For a dynamical system governed by the equation
\[ \ddot{x}(t) + 2 \zeta \omega_n \dot{x}(t) + \omega_n^2 x(t) = 0, \] the damping ratio is given as \( \zeta = \frac{1}{2\pi} \log_e 2 \). A displacement peak in the positive direction is measured as 4 mm.
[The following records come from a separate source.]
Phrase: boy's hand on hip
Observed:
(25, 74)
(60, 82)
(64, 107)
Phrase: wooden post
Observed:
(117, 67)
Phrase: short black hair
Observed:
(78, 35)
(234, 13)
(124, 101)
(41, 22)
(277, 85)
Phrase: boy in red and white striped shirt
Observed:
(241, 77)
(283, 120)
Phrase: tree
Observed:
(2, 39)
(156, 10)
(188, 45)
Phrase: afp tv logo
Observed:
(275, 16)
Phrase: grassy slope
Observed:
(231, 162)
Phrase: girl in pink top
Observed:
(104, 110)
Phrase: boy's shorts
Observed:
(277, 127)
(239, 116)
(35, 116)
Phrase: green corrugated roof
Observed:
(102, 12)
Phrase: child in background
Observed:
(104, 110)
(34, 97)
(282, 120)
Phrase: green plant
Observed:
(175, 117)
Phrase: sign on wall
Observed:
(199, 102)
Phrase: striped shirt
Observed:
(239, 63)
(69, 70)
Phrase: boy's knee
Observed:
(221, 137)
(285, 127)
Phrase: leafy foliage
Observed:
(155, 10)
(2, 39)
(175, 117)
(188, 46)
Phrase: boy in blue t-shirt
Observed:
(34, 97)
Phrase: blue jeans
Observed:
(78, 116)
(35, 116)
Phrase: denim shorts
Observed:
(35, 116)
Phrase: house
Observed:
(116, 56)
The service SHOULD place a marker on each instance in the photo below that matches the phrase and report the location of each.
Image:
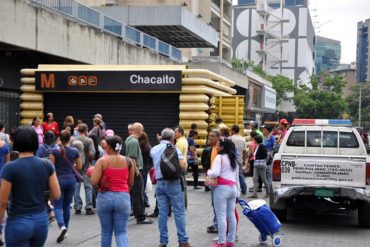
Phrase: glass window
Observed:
(296, 139)
(313, 138)
(330, 139)
(348, 140)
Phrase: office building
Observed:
(328, 53)
(362, 55)
(282, 40)
(157, 22)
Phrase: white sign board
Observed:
(323, 172)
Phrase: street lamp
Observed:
(359, 104)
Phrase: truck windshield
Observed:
(329, 139)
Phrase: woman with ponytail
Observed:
(114, 174)
(64, 159)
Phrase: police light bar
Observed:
(323, 122)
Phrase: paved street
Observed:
(303, 229)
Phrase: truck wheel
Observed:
(364, 214)
(280, 209)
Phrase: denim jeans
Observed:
(62, 208)
(269, 176)
(137, 194)
(169, 193)
(215, 224)
(27, 230)
(88, 194)
(113, 209)
(224, 201)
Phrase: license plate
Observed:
(324, 193)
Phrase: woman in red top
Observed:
(50, 124)
(115, 175)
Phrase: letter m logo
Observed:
(47, 80)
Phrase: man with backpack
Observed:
(86, 158)
(169, 163)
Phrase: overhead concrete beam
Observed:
(33, 28)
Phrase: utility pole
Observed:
(359, 105)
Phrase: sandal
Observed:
(212, 229)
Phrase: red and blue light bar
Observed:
(323, 122)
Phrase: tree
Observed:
(323, 99)
(283, 87)
(365, 101)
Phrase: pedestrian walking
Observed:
(44, 151)
(87, 158)
(145, 148)
(98, 129)
(132, 150)
(65, 159)
(114, 174)
(260, 166)
(269, 142)
(169, 192)
(4, 136)
(241, 146)
(50, 124)
(4, 158)
(36, 125)
(192, 157)
(213, 138)
(226, 170)
(24, 182)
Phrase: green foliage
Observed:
(365, 101)
(324, 98)
(283, 87)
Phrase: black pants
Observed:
(137, 195)
(251, 168)
(195, 169)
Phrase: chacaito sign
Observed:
(85, 81)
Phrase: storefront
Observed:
(157, 96)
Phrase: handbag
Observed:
(79, 177)
(104, 183)
(260, 163)
(211, 182)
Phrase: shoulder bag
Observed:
(211, 182)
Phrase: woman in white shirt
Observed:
(226, 170)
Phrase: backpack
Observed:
(170, 165)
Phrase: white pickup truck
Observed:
(322, 165)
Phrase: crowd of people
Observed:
(46, 166)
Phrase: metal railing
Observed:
(96, 19)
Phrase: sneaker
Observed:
(153, 215)
(89, 211)
(212, 229)
(254, 195)
(51, 219)
(145, 222)
(218, 245)
(62, 234)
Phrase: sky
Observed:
(339, 21)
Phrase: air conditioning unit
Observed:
(261, 6)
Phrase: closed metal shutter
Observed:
(9, 108)
(154, 111)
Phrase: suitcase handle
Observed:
(244, 204)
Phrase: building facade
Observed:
(362, 55)
(282, 40)
(328, 54)
(215, 13)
Neglecting higher powers (\(>1\)) of damping ratio, the displacement at the next peak (positive direction) will be ________________ mm (integer).

Hint:

For lightly damped systems, the logarithmic decrement simplifies using
\( \delta \approx 2\pi \zeta \), which makes peak-to-peak amplitude calculations straightforward.

Answer 1

Correct Answer: 1.95

For an underdamped system undergoing free vibration, the ratio of successive peak amplitudes is given by the logarithmic decrement formula:
\[ \delta = \ln\left(\frac{x_1}{x_2}\right) \] and for small damping,
\[ \delta \approx 2\pi \zeta. \] Given: \[ \zeta = \frac{1}{2\pi}\log_e 2 \] So,
\[ \delta = 2\pi \zeta = 2\pi \left( \frac{1}{2\pi}\log_e 2 \right) = \log_e 2. \] Thus, \[ \frac{x_1}{x_2} = e^{\delta} = e^{\log_e 2} = 2. \] Given first peak: \[ x_1 = 4\ \text{mm} \] So the next peak is: \[ x_2 = \frac{x_1}{2} = \frac{4}{2} = 2\ \text{mm}. \] Therefore, the displacement at the next peak in the positive direction is \(2\) mm.